The picture above shows one block of the “encoder” which is repeated nenc times. The input to the encoder are the \(q\),\(k\),\(v\) values and each encoder unit outputs a value for each word as a (dk, nwords) matrix.

A detail that is not visible in the picture is that there is a dropout applied to the following –

  1. The position encoded input and output vectors
  2. To the output of every feedforward – i.e. “dense” – layer.
function encoder_unit(nheads, dk, nwords, embedding_dimensions)
    ( mha = multihead_attention_layer(nheads, dk, nwords, embedding_dimensions),
      ff  = dense(dk, nwords; activation=relu)
      norm1 = normalizer(dk, nwords),
      norm2 = normalizer(dk, nwords) )
end

const EncoderUnitT = typeof(encoder_unit(1,1,1))

function encode_one(p::EncoderUnitT, x, mask, dropout_rate, istraining)
    y1 = multihead_attention(p.mha, x, mask)
    y2 = layernorm(p.norm1, y1 .+ x)
    y3 = feedforward(p.ff, y2)
    y4 = dropout(y3; rate=dropout_rate, istraining)
    y5 = layernorm(p.norm2, y4 .+ y2)
    return y5
end

params(p::EncoderUnitT) = vcat(params(p.mha), params(p.ff), params(p.norm1), params(p.norm2))

We now need to stack nenc of these encoder units.

function encoder_stack(nenc, nheads, dk, nwords, embedding_dimensions)
    (encs = encoder_unit(nheads, dk, nwords, embedding_dimensions),)
end

const EncoderT = typeof(encoder_stack(1,1,1,1,1))

function encode(p::EncoderT, x, mask, dropout_rate, istraining)
    y = x
    for enc in p.encs
        y = encode_one(enc, y, mask, dropout_rate, istraining)
    end
    return y 
end

params(p::EncoderT) = vcat(params.(p.encs)...)

The “decoder”

The decoder stack is constructed similar to the encoder, except that it operates on the masked output.

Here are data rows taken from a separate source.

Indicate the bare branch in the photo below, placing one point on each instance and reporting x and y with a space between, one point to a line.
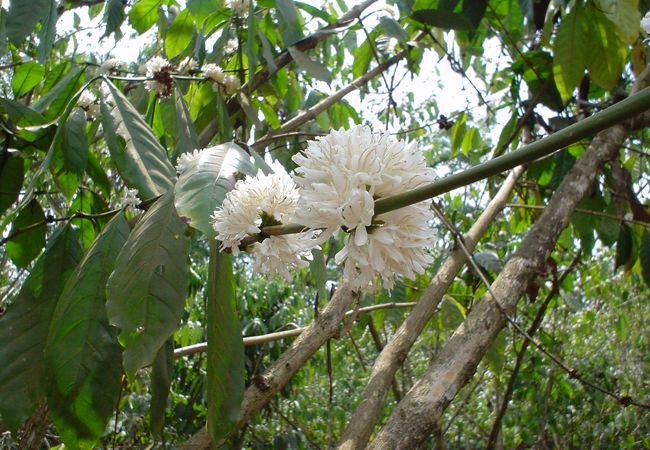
363 420
412 420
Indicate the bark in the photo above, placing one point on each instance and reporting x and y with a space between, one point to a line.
263 387
413 419
360 427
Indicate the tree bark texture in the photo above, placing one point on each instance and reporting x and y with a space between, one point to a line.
263 387
413 419
362 422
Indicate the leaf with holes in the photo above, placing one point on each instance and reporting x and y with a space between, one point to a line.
82 352
203 185
147 289
140 159
226 371
24 327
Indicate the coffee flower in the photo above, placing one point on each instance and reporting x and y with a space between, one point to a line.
159 70
260 201
645 23
341 175
214 72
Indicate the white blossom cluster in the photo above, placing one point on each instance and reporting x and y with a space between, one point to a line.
645 23
159 70
338 179
256 202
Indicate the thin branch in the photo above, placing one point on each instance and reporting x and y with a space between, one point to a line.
280 335
571 371
362 422
584 211
537 322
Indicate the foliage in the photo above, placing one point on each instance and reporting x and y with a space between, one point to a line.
97 287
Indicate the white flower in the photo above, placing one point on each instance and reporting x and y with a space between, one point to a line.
86 99
110 65
160 70
188 64
341 175
231 83
187 160
645 23
396 246
256 202
214 72
239 7
131 200
231 46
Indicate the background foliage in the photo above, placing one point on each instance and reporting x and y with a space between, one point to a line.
95 296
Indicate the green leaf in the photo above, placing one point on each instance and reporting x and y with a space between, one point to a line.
644 257
114 17
12 171
52 104
179 34
26 246
26 76
144 14
289 24
187 138
141 161
226 370
203 185
147 289
606 54
82 353
570 51
22 18
24 326
48 32
314 68
624 246
162 374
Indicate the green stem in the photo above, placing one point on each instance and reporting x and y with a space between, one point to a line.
598 122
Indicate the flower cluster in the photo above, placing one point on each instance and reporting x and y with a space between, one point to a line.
260 201
341 175
159 70
338 179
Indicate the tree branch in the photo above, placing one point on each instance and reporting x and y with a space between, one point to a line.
362 422
412 420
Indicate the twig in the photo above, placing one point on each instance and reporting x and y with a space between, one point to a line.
572 372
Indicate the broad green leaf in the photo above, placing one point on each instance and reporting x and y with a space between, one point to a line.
570 51
289 23
625 16
147 289
26 246
226 370
26 76
22 18
114 16
606 54
187 138
141 160
644 257
12 171
82 353
314 68
179 34
393 28
203 185
52 104
144 14
24 326
48 32
162 374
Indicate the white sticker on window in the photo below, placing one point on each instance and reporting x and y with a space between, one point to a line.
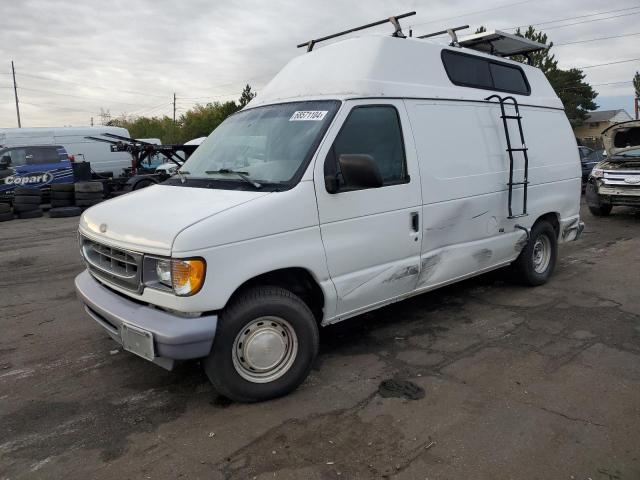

function decoder_unit(nheads, dk, nwords, embedding_dimensions)
    (mmha = multihead_attention_layer(nheads, dk, nwords, embedding_dimensions),
     norm1 = normalizer(dk, nwords),
     mha = multihead_attention_layer(nheads, dk, nwords, embedding_dimensions),
     norm2 = normalizer(dk, nwords),
     ff = dense(dk, nwords; activation=relu),
     norm3 = normalizer(dk, nwords))
end

const DecoderUnitT = typeof(decoder_unit(1,1,1))

function decode_one(p::DecoderUnitT, encout, x, mask, dropout_rate, istraining)
    y1 = multihead_attention(p.mmha, x, mask)
    y2 = layernorm(p.norm1, x .+ y1)
    y3 = multihead_attention(p.mha, y2, encout, encout, nothing)
    y4 = layernorm(p.norm2, y3 .+ y2)
    y5 = feedforward(p.ff, y2)
    y6 = dropout(y5; rate=dropout_rate, istraining)
    y7 = layernorm(p.norm3, y6 .+ y4)
    return y7
end

params(p::DecoderUnitT) = vcat(params.(p)...)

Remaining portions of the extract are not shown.